Gwinner was born in Stuttgart and educated at Ludwigsburg and Tübingen. He became interested in birds at a young age and published his first note at the age of 17. He received a doctorate from the University of Tübingen in 1964 with research on ravens under the guidance of Gustav Kramer and Konrad Lorenz. His post-doctoral studies with Jürgen Aschoff made him interested in the timing of migration and breeding. He worked in Zaire from 1965 to 1966. He began to research endocrinology with Donald Farner in Washington and examined circadian rhythms at Stanford with Colin Pittendrigh. In 1979 he became head of the Radolfzell observatory and in 1998 he founded the Max Planck Research Centre for Ornithology and served as its director until his death.

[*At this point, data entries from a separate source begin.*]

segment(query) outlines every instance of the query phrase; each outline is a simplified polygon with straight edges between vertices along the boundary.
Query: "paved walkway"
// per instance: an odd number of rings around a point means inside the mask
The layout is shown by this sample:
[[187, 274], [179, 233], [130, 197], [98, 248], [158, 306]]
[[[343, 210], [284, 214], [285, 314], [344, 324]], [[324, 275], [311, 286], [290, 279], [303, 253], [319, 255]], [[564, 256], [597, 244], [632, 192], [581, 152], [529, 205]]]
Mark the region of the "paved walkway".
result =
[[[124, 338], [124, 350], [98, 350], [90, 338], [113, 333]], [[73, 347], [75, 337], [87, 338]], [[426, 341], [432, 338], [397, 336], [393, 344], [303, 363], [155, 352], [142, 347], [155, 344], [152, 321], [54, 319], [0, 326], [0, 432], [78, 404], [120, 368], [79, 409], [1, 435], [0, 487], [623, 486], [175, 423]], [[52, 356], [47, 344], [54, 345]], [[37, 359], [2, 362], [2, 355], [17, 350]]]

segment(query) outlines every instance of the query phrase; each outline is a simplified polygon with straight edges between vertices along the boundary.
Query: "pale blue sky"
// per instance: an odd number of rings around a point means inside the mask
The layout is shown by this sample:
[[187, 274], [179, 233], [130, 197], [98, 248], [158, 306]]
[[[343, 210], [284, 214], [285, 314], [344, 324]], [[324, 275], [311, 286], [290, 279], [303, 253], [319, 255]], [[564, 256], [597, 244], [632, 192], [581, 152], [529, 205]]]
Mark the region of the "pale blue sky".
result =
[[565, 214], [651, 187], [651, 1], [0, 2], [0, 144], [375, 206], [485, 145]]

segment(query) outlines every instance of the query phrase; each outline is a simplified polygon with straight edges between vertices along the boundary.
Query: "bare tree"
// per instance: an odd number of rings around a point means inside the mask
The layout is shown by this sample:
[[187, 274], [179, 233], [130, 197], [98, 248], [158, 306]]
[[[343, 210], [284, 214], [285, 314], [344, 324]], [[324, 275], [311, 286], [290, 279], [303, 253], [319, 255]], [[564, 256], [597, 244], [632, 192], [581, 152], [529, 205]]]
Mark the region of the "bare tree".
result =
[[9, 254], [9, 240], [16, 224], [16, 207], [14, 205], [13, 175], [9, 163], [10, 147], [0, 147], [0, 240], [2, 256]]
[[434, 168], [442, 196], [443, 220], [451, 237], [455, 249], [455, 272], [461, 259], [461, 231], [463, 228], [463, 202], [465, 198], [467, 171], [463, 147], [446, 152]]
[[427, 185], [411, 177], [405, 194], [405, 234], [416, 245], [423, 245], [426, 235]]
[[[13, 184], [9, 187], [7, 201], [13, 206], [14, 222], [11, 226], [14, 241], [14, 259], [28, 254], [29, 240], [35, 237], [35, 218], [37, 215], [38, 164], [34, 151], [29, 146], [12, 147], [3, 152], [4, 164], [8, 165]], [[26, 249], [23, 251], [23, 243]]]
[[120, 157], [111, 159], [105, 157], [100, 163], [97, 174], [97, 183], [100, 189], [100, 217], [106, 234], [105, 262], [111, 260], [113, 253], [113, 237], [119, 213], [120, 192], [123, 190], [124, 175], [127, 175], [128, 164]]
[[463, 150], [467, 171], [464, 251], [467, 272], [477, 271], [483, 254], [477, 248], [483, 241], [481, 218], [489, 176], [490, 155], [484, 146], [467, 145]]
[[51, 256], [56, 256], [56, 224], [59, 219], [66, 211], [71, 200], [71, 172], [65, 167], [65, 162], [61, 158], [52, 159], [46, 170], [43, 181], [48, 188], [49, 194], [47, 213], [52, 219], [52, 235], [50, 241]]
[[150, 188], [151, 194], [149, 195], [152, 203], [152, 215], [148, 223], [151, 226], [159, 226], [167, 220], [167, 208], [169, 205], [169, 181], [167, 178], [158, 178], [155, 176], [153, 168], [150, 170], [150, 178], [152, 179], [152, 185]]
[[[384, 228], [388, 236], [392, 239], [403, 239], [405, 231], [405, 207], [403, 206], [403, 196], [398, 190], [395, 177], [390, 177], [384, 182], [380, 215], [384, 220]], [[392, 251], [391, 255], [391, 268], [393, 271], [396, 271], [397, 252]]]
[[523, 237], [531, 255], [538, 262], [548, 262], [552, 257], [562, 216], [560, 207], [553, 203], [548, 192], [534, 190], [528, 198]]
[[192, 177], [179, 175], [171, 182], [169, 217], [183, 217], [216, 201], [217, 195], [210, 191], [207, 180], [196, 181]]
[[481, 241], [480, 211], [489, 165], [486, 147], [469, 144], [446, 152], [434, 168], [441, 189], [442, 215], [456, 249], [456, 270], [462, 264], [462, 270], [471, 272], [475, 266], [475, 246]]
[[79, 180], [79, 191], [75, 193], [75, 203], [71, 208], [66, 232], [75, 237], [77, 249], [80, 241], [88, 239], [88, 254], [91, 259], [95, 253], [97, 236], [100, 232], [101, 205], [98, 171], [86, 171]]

He conducted long-term experiments on captive stonechats (Saxicola torquata) and garden warblers (Sylvia borin), some kept for nearly twelve years, under controlled environmental conditions and demonstrated that there were endogenous annual rhythms in the body that continued to show even when the birds were maintained under constant and artificial day-night durations. He examined proximate control mechanisms such as melatonin secretion by the pineal gland and the response to photoperiod. He examined if photoperiod directly controlled rhythms or whether they merely synchronized the internal rhythms, acting as a "zeitgeber" (time-giver).